In SQL, what's the difference between count(column) and count(*)?
Within the scope of SQL, COUNT(column)
notches up non-null entries of a specified column, whereas COUNT(*)
tallies all rows, with negligent regard to duplicates and nulls.
COUNT(*)
welcomes every record to the counting party, including duplicates and aimless null-containing rows, while COUNT(column)

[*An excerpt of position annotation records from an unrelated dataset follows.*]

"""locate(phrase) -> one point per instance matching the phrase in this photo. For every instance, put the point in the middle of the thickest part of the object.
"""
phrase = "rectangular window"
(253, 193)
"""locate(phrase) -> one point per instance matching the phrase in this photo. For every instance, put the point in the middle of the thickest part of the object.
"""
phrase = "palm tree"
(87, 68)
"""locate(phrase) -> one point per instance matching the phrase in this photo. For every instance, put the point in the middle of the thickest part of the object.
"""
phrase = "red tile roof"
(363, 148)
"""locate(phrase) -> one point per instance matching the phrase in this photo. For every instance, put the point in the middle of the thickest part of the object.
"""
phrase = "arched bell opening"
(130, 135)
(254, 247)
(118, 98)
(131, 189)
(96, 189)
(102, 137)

tactfully leaves out null values.
Precision vs Generality: Choose Wisely
Chasing precision with count(column)
COUNT(column)
curates exclusive counts of non-null column values, avoiding the extra sprinkling of NULL
values. It comes in handy when:
- You are playing detective, identifying non-NULL duplicates:
SELECT column_name FROM table WHERE COUNT(column_name) > 1
- Counting unique non-NULL values only:
SELECT COUNT(DISTINCT column_name) FROM table
Pursuing speed with count(*)
COUNT(*)
leaps over individual row data, making use of table indexes for an impressive speed boost. It's the go-to when:
- Determining the dataset size
- Conducting data integrity checks (Is everything still intact after that data import?)
Wrestling with NULL
If you have a users
table where the email
column may contain NULL
values:
COUNT(email)
delivers the count of users who provided an email
, while COUNT(*)
sweeps up all users. No email? No problem for COUNT(*)
.
Counting without hiccups
Swapping COUNT(column_name)
with COUNT(*)
in a query designed to filter duplicates or specific criteria can play tricks on your query logic, nudging you towards misleading results.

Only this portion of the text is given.